Любое понимание уже улавливает, схватывает бешеные всполохи птиц, мерещащихся резиновым мячикам, которые отскакивают от стены.

Понимание, которое бы понимало себя, сошло бы с ума, и я настаиваю на этом образе, проскальзывающем в турникет, как солнце: двинулось, тронулось бы, хотя бы немножко, на арифметически ничтожный скрупул всего.

Возможно, слух оказался бы катастрофически переливающимся через край всего слышимого струями пингвинообразных пуговиц.

В этом-де и заключается искусство, но так говорят, поскольку нарастание тишины porn cartoon ужасно, а ужас подобен восьми вальсирующим педикюрным ножницам и цветовой прогрессии кузнечиков, расчесок и вагнеровских увертюр.

Принять на себя тишину сложнее, чем принять на себя грех, историю, что угодно, летящую по шахматному полу испуганную полевку.
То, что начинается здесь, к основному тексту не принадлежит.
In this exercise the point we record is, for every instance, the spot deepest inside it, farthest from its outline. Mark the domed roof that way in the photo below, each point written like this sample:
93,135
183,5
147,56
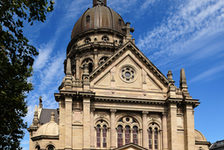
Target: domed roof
98,17
50,129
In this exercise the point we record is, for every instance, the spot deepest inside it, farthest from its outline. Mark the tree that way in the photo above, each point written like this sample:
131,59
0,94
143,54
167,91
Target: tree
16,60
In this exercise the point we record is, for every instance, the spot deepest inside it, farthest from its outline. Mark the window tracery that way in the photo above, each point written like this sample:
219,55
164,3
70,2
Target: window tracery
153,136
89,63
50,147
128,129
105,38
102,60
101,134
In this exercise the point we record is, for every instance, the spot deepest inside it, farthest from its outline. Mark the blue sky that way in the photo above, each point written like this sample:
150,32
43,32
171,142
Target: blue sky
173,34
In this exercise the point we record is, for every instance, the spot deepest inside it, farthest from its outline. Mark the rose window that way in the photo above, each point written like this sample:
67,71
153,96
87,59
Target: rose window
128,74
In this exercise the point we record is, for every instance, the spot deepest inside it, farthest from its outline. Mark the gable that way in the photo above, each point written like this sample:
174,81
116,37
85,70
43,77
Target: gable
128,72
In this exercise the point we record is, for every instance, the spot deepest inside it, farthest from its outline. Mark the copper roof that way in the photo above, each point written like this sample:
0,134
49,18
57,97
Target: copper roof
98,17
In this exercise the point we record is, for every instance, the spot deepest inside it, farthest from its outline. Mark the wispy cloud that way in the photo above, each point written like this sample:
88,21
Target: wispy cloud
208,74
185,29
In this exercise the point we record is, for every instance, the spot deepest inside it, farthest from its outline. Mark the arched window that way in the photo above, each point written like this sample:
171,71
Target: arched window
89,63
50,147
135,135
98,136
101,134
153,136
102,60
104,136
156,138
127,134
105,38
87,19
37,147
125,126
150,138
120,136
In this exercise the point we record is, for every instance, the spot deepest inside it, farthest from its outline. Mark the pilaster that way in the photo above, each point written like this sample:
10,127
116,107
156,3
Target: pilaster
164,133
189,127
172,127
68,123
144,128
86,123
113,129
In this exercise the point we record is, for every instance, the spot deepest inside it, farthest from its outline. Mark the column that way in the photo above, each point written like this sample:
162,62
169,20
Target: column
92,128
62,123
144,129
164,132
68,123
112,129
172,126
189,127
86,123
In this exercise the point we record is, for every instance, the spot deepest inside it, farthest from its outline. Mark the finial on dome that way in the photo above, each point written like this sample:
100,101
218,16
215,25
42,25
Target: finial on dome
40,102
52,116
99,2
183,81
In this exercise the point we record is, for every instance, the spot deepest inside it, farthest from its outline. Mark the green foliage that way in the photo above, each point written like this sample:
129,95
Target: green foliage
16,60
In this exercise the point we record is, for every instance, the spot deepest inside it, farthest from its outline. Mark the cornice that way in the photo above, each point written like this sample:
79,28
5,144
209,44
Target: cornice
45,137
129,45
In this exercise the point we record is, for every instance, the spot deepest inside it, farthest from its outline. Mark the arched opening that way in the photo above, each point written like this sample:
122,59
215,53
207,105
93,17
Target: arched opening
135,135
119,136
98,135
104,136
150,138
37,147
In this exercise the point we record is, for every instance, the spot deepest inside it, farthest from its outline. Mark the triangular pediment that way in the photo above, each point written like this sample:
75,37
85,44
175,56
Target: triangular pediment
128,70
131,146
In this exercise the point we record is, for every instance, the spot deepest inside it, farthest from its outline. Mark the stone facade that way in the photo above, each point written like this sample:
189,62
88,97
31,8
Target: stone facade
113,97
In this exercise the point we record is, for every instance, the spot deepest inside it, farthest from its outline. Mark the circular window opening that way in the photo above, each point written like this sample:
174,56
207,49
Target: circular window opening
128,74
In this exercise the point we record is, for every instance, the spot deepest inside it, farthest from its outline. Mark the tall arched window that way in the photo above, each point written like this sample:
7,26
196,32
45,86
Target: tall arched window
127,135
120,136
101,134
156,139
135,135
125,126
98,136
153,136
150,138
104,136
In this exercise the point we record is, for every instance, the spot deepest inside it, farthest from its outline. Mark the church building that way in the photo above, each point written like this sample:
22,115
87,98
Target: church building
112,96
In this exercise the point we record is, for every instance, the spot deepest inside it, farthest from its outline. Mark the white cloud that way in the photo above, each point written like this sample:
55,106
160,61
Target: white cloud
184,30
208,73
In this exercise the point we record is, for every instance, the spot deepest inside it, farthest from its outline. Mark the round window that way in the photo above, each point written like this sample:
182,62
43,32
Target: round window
128,74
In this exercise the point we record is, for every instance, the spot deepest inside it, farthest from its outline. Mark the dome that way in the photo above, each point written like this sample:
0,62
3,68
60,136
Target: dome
50,129
98,17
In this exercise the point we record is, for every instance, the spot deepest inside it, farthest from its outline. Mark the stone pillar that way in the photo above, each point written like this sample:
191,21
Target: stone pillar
164,132
62,124
86,123
144,129
77,75
68,123
189,127
112,129
92,128
172,127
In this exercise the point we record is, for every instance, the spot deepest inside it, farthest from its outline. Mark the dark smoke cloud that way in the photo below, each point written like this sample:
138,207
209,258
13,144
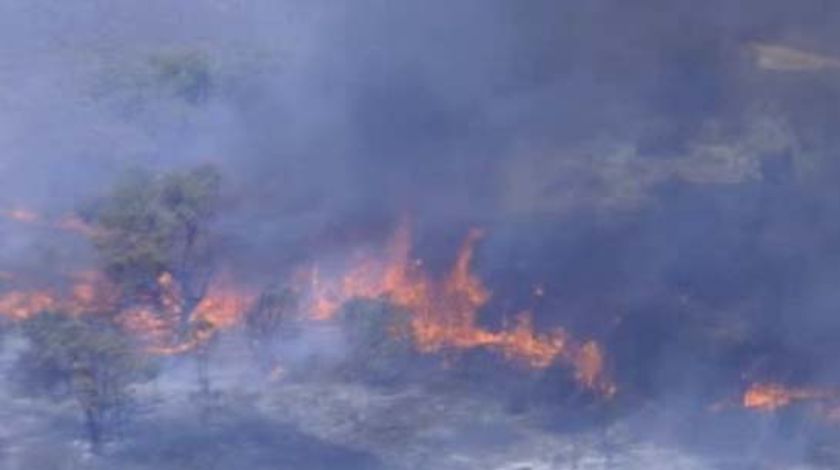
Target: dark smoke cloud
627,154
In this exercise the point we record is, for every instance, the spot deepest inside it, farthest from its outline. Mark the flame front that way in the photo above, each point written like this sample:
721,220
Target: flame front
770,396
444,313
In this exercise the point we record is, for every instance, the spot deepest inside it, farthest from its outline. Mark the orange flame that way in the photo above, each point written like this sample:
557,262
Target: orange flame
89,293
768,397
444,313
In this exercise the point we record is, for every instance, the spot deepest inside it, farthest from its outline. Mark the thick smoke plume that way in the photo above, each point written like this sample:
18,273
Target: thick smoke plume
656,177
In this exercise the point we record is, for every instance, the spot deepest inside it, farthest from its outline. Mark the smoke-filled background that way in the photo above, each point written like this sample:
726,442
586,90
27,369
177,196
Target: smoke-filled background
658,176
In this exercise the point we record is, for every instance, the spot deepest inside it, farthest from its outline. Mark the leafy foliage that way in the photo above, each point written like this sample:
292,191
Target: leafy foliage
86,359
151,224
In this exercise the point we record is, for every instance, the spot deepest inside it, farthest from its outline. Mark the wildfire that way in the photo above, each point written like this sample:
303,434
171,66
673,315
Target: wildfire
68,223
89,293
770,397
153,321
444,312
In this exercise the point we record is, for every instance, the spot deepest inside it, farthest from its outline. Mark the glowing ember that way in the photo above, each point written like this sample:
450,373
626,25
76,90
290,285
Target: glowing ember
21,215
444,313
770,397
223,306
153,321
89,293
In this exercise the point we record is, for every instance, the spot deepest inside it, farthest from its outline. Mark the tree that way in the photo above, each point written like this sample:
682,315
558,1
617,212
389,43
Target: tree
264,321
154,225
86,359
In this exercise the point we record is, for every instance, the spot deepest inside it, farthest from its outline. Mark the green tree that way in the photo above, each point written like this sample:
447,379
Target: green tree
266,318
88,360
151,224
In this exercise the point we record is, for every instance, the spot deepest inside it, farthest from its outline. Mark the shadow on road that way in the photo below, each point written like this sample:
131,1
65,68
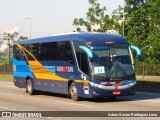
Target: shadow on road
138,97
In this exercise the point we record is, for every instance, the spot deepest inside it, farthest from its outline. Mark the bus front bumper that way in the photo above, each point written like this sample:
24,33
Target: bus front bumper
109,91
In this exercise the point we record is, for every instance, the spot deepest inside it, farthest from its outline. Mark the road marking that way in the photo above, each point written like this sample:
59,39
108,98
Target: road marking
148,93
152,100
5,108
6,93
75,104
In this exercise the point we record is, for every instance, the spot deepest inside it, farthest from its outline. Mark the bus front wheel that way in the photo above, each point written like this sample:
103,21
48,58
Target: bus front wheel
29,87
73,92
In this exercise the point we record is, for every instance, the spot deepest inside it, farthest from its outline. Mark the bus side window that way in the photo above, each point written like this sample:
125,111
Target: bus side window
17,53
82,58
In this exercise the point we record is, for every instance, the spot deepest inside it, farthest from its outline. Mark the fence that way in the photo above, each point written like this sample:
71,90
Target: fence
142,68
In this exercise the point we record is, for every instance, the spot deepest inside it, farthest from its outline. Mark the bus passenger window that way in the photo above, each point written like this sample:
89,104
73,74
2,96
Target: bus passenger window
82,58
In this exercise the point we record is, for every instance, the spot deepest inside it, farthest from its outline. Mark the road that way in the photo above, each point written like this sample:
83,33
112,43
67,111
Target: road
15,99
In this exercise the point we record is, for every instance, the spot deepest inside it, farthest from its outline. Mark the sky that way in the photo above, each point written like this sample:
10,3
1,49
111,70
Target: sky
46,17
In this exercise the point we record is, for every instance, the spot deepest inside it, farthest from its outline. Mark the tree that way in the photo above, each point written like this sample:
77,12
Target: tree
96,19
23,38
10,37
143,28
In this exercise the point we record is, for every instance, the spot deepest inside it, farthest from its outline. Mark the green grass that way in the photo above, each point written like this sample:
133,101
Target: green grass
6,77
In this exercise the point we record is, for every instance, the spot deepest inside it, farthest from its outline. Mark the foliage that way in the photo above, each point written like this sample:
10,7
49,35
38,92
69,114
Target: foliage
143,28
23,38
96,19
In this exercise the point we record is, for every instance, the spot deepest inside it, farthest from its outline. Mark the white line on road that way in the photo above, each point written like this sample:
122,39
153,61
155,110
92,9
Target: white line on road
148,93
75,104
5,108
6,93
152,100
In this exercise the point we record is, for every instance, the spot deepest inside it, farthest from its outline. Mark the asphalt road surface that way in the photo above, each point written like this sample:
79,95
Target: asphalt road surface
15,99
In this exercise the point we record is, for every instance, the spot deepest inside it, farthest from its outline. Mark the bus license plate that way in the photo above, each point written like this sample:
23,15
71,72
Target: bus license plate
116,92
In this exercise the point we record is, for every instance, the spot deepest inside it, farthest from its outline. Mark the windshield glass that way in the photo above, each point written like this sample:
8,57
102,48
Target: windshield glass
112,61
104,62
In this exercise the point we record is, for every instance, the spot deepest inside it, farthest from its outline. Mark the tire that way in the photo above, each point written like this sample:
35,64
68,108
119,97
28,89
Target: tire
73,92
29,87
112,98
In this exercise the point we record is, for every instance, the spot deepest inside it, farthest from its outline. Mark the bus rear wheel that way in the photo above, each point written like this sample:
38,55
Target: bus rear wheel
73,92
29,87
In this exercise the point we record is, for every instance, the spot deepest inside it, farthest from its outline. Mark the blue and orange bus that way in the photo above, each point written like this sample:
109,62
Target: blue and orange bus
88,65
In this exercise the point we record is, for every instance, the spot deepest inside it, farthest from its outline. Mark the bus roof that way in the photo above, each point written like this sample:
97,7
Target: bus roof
96,38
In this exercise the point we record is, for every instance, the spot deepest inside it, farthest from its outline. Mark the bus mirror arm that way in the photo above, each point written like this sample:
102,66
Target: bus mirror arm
88,51
139,53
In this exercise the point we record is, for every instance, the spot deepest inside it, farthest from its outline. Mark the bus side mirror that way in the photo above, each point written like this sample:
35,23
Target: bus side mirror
88,51
139,53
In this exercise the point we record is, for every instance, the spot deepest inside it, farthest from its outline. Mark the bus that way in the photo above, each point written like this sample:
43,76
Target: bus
81,65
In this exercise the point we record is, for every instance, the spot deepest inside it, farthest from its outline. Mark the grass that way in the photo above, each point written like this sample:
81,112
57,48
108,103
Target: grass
6,77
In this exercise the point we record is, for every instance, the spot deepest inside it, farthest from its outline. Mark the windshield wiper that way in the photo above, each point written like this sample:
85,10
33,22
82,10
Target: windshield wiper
115,67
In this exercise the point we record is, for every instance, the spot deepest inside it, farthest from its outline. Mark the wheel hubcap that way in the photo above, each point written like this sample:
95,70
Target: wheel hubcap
74,91
29,87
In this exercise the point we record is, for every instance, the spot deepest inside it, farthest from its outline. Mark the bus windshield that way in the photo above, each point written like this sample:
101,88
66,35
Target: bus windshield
111,62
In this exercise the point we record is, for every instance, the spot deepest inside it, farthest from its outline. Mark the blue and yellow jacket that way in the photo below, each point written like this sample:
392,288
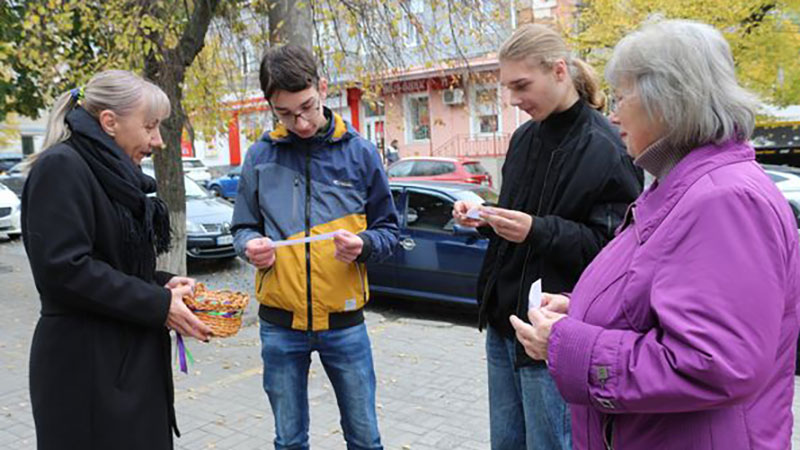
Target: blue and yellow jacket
292,188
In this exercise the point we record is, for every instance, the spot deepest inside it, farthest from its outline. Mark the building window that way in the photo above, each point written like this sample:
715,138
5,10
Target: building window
485,109
418,118
374,108
27,145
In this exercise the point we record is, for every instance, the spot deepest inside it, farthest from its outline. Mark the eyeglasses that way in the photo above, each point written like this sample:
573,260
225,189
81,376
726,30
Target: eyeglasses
306,113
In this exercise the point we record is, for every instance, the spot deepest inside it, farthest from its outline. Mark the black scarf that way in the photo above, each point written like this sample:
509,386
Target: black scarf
144,220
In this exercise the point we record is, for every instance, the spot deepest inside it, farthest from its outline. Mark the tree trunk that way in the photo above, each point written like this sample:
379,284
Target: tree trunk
169,171
169,72
290,23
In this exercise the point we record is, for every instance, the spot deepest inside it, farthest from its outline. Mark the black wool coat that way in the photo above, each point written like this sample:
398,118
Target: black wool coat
100,373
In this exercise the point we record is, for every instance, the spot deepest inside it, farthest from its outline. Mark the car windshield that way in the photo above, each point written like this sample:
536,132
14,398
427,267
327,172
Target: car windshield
193,190
475,168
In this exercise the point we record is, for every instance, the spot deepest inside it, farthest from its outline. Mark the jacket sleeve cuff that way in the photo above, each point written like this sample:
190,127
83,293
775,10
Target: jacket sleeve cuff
366,250
569,358
240,240
162,277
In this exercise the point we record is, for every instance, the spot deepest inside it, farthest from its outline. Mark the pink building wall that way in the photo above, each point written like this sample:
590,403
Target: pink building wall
447,122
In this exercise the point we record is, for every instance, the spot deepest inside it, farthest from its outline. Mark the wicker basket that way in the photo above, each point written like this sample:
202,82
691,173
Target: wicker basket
221,310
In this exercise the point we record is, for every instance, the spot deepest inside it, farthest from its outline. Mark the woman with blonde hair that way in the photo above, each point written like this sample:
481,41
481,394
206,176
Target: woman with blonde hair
100,373
682,333
566,184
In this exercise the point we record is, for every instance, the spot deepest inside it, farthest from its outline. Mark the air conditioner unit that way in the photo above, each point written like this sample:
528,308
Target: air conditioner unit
453,96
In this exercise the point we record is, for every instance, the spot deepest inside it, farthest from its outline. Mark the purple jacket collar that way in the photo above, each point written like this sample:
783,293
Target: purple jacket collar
654,204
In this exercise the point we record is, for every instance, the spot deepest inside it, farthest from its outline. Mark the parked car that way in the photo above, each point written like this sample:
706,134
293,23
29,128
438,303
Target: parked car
192,167
14,179
208,223
435,259
9,160
788,181
9,213
225,186
420,168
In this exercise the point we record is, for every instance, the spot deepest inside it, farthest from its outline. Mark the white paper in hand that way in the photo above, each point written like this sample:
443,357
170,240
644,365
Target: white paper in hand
474,213
535,295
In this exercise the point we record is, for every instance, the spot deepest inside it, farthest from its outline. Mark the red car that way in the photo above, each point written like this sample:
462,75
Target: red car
459,170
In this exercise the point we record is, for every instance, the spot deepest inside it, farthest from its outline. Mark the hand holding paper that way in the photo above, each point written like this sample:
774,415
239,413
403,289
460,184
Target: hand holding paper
260,252
348,246
468,214
535,295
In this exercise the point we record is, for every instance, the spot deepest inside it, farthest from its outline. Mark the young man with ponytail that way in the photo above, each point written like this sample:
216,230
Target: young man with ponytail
567,181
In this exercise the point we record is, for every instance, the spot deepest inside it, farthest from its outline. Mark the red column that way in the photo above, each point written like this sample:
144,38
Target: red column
354,102
234,149
186,146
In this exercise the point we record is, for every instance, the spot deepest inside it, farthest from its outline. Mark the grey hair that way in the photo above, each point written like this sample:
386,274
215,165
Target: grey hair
117,90
684,75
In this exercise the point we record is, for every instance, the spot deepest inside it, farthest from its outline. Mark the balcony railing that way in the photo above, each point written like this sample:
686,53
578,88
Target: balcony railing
474,146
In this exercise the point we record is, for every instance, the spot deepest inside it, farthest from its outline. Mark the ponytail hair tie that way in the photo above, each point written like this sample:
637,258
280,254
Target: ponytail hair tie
77,94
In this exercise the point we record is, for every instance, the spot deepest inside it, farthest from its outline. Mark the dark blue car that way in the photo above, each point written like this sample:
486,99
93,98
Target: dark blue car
225,186
435,259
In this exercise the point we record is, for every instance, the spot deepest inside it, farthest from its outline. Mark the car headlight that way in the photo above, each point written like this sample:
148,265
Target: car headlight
194,228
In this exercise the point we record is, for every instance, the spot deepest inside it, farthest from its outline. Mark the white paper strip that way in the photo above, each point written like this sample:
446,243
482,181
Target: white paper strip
319,237
475,213
535,295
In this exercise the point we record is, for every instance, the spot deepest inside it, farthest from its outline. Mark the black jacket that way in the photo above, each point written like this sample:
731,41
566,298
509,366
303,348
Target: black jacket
100,374
589,182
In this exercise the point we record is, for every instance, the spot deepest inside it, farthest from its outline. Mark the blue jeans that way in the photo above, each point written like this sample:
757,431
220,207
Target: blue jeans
526,410
347,358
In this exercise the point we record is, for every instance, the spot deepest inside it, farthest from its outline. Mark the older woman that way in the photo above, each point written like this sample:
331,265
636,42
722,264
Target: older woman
100,374
681,334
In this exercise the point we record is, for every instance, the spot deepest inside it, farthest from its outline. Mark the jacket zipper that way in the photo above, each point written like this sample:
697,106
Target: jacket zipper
538,211
363,285
608,432
308,244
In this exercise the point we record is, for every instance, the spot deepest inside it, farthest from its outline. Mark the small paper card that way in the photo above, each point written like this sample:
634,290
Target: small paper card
319,237
535,295
475,213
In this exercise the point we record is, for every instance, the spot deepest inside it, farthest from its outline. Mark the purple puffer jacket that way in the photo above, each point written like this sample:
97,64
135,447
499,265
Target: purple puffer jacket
682,332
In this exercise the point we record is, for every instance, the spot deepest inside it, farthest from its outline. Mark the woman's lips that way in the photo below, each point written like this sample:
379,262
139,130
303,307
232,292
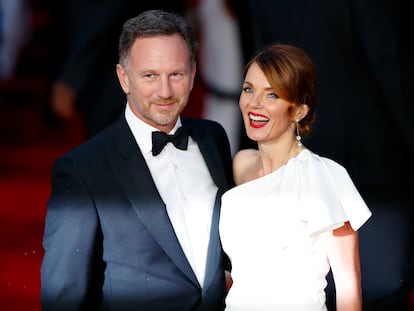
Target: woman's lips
257,120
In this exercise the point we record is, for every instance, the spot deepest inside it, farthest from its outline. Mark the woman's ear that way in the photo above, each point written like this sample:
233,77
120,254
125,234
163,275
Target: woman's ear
301,111
123,78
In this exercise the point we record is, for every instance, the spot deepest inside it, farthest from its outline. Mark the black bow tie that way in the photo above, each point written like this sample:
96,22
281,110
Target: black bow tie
160,139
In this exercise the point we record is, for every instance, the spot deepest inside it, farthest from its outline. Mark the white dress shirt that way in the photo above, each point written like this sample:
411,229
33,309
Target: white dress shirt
186,187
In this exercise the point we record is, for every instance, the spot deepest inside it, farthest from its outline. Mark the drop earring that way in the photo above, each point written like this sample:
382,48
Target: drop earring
298,138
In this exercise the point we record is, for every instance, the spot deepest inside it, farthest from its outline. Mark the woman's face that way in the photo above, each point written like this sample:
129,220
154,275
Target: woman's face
266,116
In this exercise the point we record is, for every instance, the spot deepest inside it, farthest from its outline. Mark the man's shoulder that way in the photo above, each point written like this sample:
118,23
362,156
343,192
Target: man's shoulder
94,147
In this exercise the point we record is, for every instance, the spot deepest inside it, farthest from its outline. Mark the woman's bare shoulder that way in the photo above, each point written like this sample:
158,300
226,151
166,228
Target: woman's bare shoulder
244,163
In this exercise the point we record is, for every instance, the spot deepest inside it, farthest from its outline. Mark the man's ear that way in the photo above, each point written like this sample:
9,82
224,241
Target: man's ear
123,78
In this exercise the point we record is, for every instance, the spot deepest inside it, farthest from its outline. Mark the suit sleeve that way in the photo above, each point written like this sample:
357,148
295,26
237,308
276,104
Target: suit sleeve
71,273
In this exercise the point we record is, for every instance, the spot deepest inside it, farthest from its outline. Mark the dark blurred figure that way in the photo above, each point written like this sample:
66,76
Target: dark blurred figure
86,85
14,33
364,61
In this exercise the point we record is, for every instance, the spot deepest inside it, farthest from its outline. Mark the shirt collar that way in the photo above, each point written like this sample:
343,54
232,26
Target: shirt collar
142,131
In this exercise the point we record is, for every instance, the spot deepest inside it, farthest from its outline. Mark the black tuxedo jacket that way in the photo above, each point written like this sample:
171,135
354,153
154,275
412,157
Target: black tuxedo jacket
108,241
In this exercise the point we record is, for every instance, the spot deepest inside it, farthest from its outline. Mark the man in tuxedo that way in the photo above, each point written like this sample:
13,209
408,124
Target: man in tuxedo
131,225
85,34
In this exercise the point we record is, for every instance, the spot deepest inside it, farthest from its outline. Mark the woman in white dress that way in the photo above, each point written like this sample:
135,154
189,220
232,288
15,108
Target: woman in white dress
293,214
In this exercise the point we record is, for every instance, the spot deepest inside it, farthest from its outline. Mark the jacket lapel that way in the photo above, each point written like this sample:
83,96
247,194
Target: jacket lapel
135,178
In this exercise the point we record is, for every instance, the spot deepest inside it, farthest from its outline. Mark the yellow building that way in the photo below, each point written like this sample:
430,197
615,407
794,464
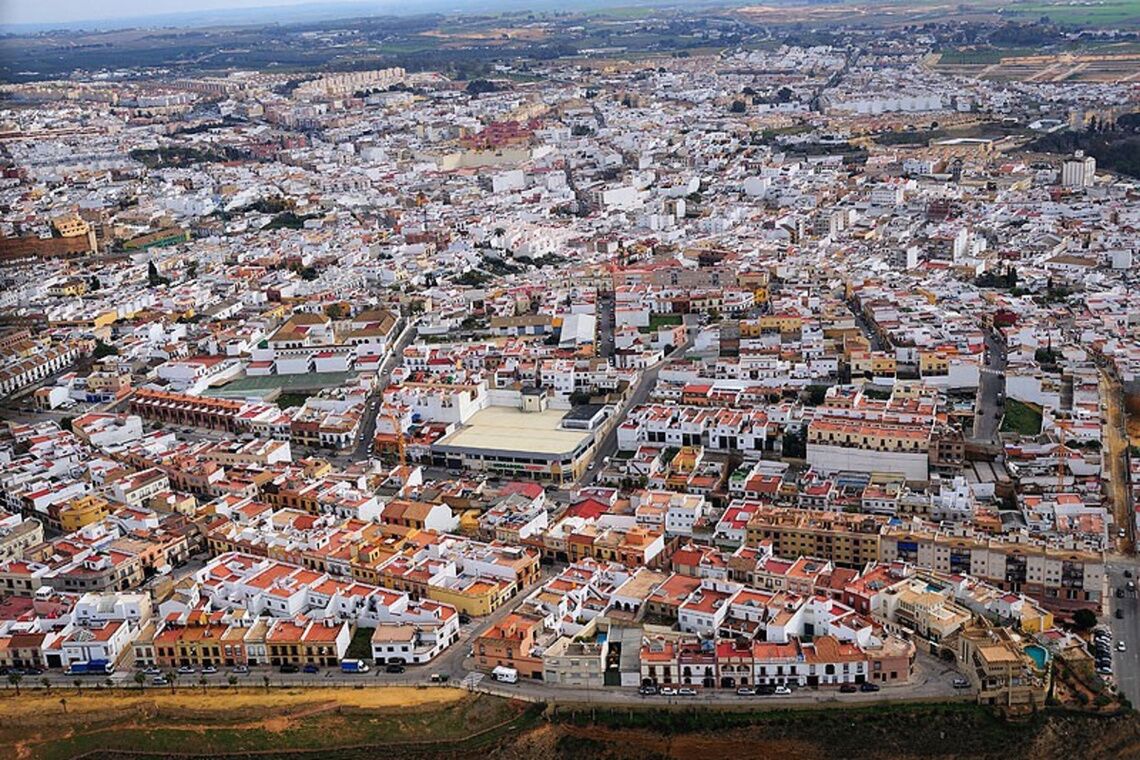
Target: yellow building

Ведь история, и эта, да, история, - это волокнистая история греха, вынимающего из-за пазухи кочергу, расцветающую орхидеями и слизнями в петлице у бумажного носорога.

Я выжму из пустого яблока слона соль и перец, но меня останавливает простое, но точное наблюдение, что принять на себя смерть невозможно, ее нельзя поглотить, ею нельзя питаться, она пожирает сама (это из Левинаса), какие у нее зубы, пищевод, кишечник, нежные, ласковые ректальные ворсинки и чем это заканчивается.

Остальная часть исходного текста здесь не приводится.